The relationship doesn't end there. Laird and Garofalo also sit on the board of directors of the controversial Pacific Liberty Bank, where City Council members Garofalo, Shirley Dettloff and Pam Julien invested thousands of dollars to open the bank in May. Laird invested $100,000 in the bank—the same as Argyros and Christopher Gibbs, who owns PLC Development and also has projects pending before the city. Garofalo and Laird say there's no conflict of interest, and the city attorney's office has supported that opinion.
In addition to his two companies and the Local News, land records show Laird and his wife own nine pieces of property in Orange, Kern and Sacramento counties, valued together at more than $4 million. The same records show the Lairds sold five pieces of property worth $2 million in the past six years. Obviously a man of considerable wealth, planning commissioner Laird's state-mandated personal-disclosure form reveals none of the above, except his Coatings Resources plant.
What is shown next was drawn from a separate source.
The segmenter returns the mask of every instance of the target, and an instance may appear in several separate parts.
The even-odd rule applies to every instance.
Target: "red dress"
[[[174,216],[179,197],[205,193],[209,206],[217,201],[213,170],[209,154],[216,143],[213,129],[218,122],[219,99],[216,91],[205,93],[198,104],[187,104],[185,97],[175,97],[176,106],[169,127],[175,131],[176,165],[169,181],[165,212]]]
The disclosure form also lacks the Local News and Laird's $100,000 stock investment in Pacific Liberty Bank.
Laird is a true political junkie—a description he despises. "That is so insulting," Laird told the Weekly in October 1998. (Laird did not respond to repeated requests for an interview for this story.) "I believe in the process. We need good government, and I don't mind paying for good government."
And pay he does. "He's a household name around here," was how one employee at the county Registrar of Voters office described Laird. In 1998 alone, Laird doled out $112,000 to national, state, county and city candidates, usually to the right-wing bubbleheads who personify the modern Republican Party. For example, Laird wrote checks to governor wannabe Dan Lungren ($35,000), Huntington Beach city attorney Gail Hutton ($300), U.S. Congressman Newt Gingrich ($1,000) and 2nd District Supervisor Jim Silva ($1,000).
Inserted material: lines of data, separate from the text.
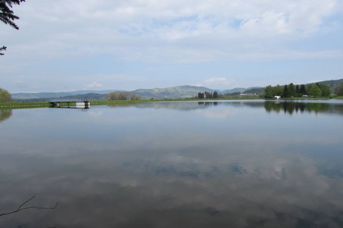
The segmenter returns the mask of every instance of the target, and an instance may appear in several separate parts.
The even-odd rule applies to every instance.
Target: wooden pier
[[[89,108],[90,105],[89,99],[55,99],[49,100],[49,102],[52,107],[59,107],[62,103],[67,103],[68,107],[70,103],[75,103],[76,107],[83,106]]]

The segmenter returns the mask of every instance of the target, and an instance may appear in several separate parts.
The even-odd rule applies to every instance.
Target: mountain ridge
[[[326,80],[317,83],[308,83],[305,85],[314,84],[316,83],[326,84],[330,86],[332,91],[334,91],[336,87],[343,83],[343,79]],[[263,92],[265,87],[252,87],[247,88],[235,88],[228,90],[214,90],[205,87],[197,87],[195,86],[178,86],[172,87],[166,87],[164,88],[154,89],[139,89],[132,91],[127,91],[121,90],[106,90],[102,91],[93,90],[81,90],[72,91],[69,92],[43,92],[36,93],[18,92],[12,93],[12,98],[16,100],[27,100],[36,99],[49,99],[67,97],[80,97],[82,95],[91,94],[93,97],[104,97],[104,95],[112,92],[128,91],[140,96],[142,98],[148,99],[154,98],[156,99],[164,98],[184,98],[191,97],[198,95],[198,92],[204,92],[205,91],[213,92],[215,91],[218,91],[222,94],[229,93],[234,92],[244,92],[246,91],[259,91]],[[98,94],[98,95],[95,95]],[[80,95],[80,96],[78,96]]]

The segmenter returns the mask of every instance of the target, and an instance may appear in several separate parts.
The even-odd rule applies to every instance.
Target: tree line
[[[218,94],[218,92],[217,91],[214,91],[214,92],[207,92],[205,91],[204,92],[198,92],[198,98],[199,99],[211,99],[211,98],[219,98],[219,95]]]
[[[110,92],[106,94],[106,98],[109,100],[140,100],[141,99],[140,96],[127,91]]]
[[[269,98],[274,98],[275,96],[280,96],[283,98],[307,96],[326,97],[330,96],[331,94],[330,87],[325,84],[319,85],[318,83],[310,84],[307,87],[303,84],[300,86],[298,85],[294,86],[293,83],[286,84],[283,86],[279,85],[274,87],[269,85],[265,89],[265,97]]]

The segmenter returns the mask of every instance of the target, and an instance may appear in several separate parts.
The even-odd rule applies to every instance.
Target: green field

Silva is one of Laird's pet projects. Photos from the 1999 Huntington Beach Chamber of Commerce annual dinner show the two in black tie, sitting at the same table. During Silva's contentious 1998 re-election campaign, Laird described Silva as "a good candidate serving the will of the people." Between 1994 and 1998, Laird, his three brothers—who also work at Coatings Resources—and four other employees contributed more than $12,000 to the man who, during board meetings, reads questions from prepared scripts.
It's easy to see Silva's attraction to a man like Laird. Besides sharing ideologies, Silva sat for some years on the Air Quality Management District (AQMD) board. Laird, whose company rests financially on a foundation of highly toxic lacquers and enamels, benefited from Silva's votes to lessen environmental regulations on small businesses.
"We make the paint for Barbie's lips" is how Laird describes his work at Coatings Resources. The company does indeed make paint for toys and other household items—and it's a very dirty business. Federal Environmental Protection Agency (EPA) records show the company releases thousands of pounds of noxious hydrocarbons—toluene, xylene, methyl ethyl ketone—into the air every year. The releases were within federal guidelines.
"He's a good guy, but Ed's the reason we need an EPA," said a source who described himself as a friend of Laird—and then requested anonymity. "He's right on the issues, but, sheesh, he makes you glad there's someone looking over his shoulder."